PCP strives to tackle this stigma, and to support people experiencing homelessness in Liverpool by giving them a voice, support and linking them up with statutory services to get them the help that they need.
What have you learned about homelessness through your work with Paper Cup Project?
“As a city we are really lucky that we have Labre House and a city that is so keen to help out and guide our homeless friends to somewhere where they will feel safe during this very unsettling time. I’d say a MASSIVE thank you to everyone that supports us. It is a really rubbish time at the moment but this just highlights what a fab city we do have and how we can turn a rubbish situation into something a little bit more positive.”
What do you enjoy most about volunteering?
“I absolutely love our team. We really are like one big Paper Cup Project family. I love that we can all have a laugh with one another but also when it turns into a fashion show at the storage. Not mentioning names…but deffo Jack and Adam are guilty for making us giggle. It really does bring people together.”
What have you learned and
What have you enjoyed most about your time with Paper Cup Project?
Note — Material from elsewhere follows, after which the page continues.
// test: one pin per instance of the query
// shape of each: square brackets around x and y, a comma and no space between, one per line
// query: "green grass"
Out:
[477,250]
“Hearing the stories of people’s lives and how quickly things can change, how without having right support its easy to end up in that position and once you’re there it’s hard to bounce back. It does really make you appreciate life. I enjoy going out and making sure the people we meet are looked after whether it’s food, clothes, a cuppa or a simple conversation.”
How can we help those experiencing homelessness in their everyday lives?
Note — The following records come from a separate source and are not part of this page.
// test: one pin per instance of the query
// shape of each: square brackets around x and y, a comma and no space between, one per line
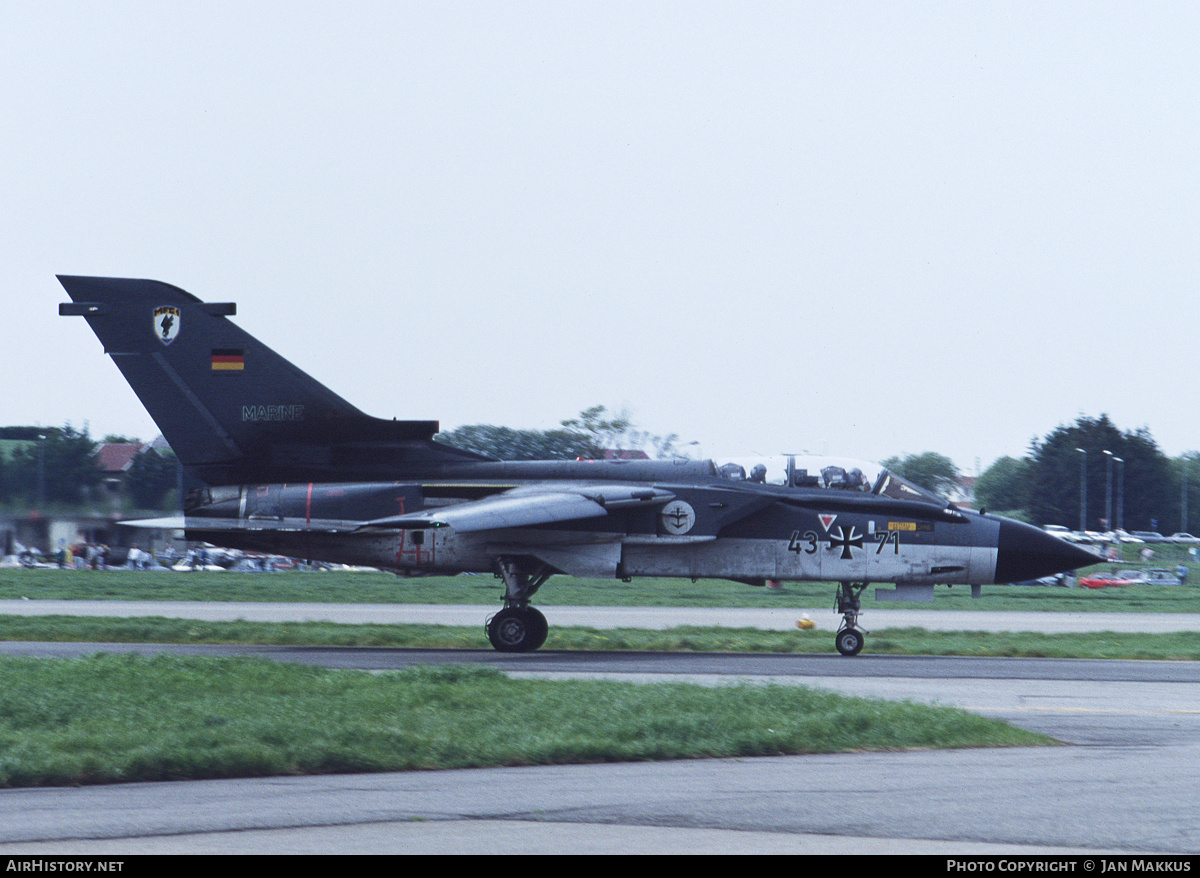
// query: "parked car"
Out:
[1104,581]
[1157,576]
“There’s so much you can do to help people experiencing homeless. Even if it’s not going out yourself you can donate money to provide essentials, stop and have a conversation, or even just say hello. If you can, a sandwich and a drink would definitely be appreciated. We are all here to help each other and as long as we ALL do the best we can to help anyone in need, then the world will be filled with love in every corner.”
What have you learned most from being a Paper Cup Project team member?
“I’d probably say my biggest lesson has been insight. The team help people from all walks of life from rich to poor, from young to old, regardless of class, colour or creed. It’s frightening how easy any one of us could end up homeless or sofa surfing in today’s world. The stories we hear remind me to appreciate our loved ones and enjoy the little things.’
How did you get involved with Paper Cup Project?
“I got involved nearly 4 years ago now, I worked with Adam, who is a volunteer, and mentioned I was going to apply for something to help the homeless. He said he was involved in Paper Cup Project, got in touch with Michelle and next thing you know I was part of the team. Everyone was so welcoming and it was a BOSS experience which I knew I wanted to be a part of further.”
What have you learnt about homelessness?
“The main thing I’ve learned from Paper Cup Project is that absolutely anybody can end up homeless, regardless of what situation you may currently find yourself in. I’ve also learned how complex the issue of homelessness truly is, it’s not just as simple as housing everyone sleeping rough. There’s so much more to it such as mental health issues. It’s amazing what we do at PCP and it’s made me appreciate everything I have in life that little bit more.”
How can people make a difference in their day to day life to tackle homelessness?
“I think the main thing is not to prejudge. You have no idea how or why that person has come to be in that situation. More often than not just lending an ear to someone can make a massive difference to how they are feeling.”
Do you think homelessness is different for men and women?
“It’s a horrible situation for anyone to be in despite their gender and people cope in different ways. We meet so many people showing a range of emotions regardless of if they are a man or a woman. We recently met a woman who was having a terrible time for reasons I can’t disclose but it just goes to show how resilient people can be in really difficult situations.”